スキャナ保存の要件は、機器だけでなく保存に使うソフトウェアや運用体制も含めて満たす必要があります。要件の詳細は国税庁の電子帳簿等保存制度特設サイトで最新の情報を確認してください(2026年7月時点)。
Macでも使えますか?
筆者はMac環境で使用しています。対応OSの詳細は公式サイトの動作環境で最新情報を確認してください。
どのくらいの業務量からScanSnapを検討すべきですか?
目安は「レシートや領収書を束で処理する場面があるか」です。記帳代行の証憑が束で届くようになったら導入の効果が大きく、自分の経費を月に数枚スキャンする程度なら、まずはスマホのスキャン機能で十分です。
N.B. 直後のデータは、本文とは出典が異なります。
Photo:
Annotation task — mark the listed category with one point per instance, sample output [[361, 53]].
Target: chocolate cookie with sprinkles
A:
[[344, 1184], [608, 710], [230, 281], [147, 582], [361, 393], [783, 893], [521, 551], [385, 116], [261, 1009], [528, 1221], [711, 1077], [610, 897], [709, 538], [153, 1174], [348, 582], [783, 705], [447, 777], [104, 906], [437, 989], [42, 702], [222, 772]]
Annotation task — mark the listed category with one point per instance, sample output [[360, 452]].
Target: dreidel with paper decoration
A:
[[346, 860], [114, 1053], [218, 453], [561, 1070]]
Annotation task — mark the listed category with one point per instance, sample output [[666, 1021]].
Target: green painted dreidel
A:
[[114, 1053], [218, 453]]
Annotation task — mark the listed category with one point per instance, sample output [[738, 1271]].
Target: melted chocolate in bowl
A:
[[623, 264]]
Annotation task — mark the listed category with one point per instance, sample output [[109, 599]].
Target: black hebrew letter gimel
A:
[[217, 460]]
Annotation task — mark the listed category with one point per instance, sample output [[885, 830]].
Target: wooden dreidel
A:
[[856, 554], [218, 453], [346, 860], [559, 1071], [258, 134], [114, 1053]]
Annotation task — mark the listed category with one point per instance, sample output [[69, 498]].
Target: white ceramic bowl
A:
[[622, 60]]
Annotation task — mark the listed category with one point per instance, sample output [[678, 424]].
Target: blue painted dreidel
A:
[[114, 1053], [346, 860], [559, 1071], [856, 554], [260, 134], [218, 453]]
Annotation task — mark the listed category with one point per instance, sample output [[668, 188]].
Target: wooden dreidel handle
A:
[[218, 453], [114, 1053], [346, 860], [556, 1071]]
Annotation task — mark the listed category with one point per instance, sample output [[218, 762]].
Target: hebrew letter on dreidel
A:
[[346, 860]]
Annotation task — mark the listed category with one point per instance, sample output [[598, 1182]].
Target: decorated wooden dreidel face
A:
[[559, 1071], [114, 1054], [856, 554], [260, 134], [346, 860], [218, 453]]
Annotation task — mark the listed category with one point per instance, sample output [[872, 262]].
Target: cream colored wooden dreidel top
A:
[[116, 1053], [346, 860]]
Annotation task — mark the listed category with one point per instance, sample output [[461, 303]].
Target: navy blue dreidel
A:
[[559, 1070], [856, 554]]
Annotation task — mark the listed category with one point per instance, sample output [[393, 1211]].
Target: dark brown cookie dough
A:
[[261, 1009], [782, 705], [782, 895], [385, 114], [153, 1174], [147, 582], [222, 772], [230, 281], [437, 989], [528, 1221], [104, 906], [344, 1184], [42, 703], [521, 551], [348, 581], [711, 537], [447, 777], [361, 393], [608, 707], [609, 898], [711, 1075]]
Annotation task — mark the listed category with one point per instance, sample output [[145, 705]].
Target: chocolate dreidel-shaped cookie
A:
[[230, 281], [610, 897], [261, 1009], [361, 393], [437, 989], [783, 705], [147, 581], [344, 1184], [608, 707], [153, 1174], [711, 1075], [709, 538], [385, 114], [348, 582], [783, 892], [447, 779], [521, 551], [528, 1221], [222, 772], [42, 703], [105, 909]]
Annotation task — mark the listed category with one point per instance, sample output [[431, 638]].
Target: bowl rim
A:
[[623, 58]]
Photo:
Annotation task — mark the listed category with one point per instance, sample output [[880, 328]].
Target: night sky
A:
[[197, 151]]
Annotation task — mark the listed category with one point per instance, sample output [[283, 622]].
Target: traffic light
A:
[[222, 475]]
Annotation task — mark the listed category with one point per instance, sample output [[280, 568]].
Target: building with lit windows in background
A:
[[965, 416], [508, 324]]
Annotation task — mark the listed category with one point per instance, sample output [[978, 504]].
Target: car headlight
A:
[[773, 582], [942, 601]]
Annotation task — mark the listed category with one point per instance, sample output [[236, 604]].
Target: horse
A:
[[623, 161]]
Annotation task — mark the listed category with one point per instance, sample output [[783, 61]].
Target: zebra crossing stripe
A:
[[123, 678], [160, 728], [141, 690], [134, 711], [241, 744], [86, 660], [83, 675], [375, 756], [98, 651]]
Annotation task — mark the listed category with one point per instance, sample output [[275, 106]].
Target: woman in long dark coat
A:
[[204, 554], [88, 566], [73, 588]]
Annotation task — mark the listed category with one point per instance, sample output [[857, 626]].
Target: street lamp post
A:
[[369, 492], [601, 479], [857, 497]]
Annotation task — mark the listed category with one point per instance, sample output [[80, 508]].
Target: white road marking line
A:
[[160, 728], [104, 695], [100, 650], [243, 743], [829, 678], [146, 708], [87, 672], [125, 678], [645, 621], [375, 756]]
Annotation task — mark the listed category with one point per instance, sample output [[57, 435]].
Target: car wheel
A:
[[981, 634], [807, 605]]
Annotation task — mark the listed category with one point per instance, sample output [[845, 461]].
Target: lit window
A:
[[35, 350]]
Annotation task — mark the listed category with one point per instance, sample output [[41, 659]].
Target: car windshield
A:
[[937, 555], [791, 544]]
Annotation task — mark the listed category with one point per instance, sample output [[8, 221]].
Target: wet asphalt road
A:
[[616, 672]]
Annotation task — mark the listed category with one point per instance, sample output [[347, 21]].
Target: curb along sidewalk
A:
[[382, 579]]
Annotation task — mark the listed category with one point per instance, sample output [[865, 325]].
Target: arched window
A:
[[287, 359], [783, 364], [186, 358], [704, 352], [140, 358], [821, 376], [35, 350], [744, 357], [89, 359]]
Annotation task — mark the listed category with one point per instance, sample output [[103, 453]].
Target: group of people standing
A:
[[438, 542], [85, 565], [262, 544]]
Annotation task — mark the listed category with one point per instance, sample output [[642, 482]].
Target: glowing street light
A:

まとめ|ScanSnap iX2500レビュー:記帳代行を受ける税理士ほど効く1台
ScanSnap iX2500の実機レビューとして、開業税理士の筆者のペーパーレス実運用を紹介しました。要点をまとめます。
筆者のように「焦って揃えすぎた」と反省しないためにも、自分の業務量とタイミングを見極めたうえで導入してください。記帳代行を軸にしていく税理士なら、iX2500は間違いなく事務所の生産性を支える1台になります。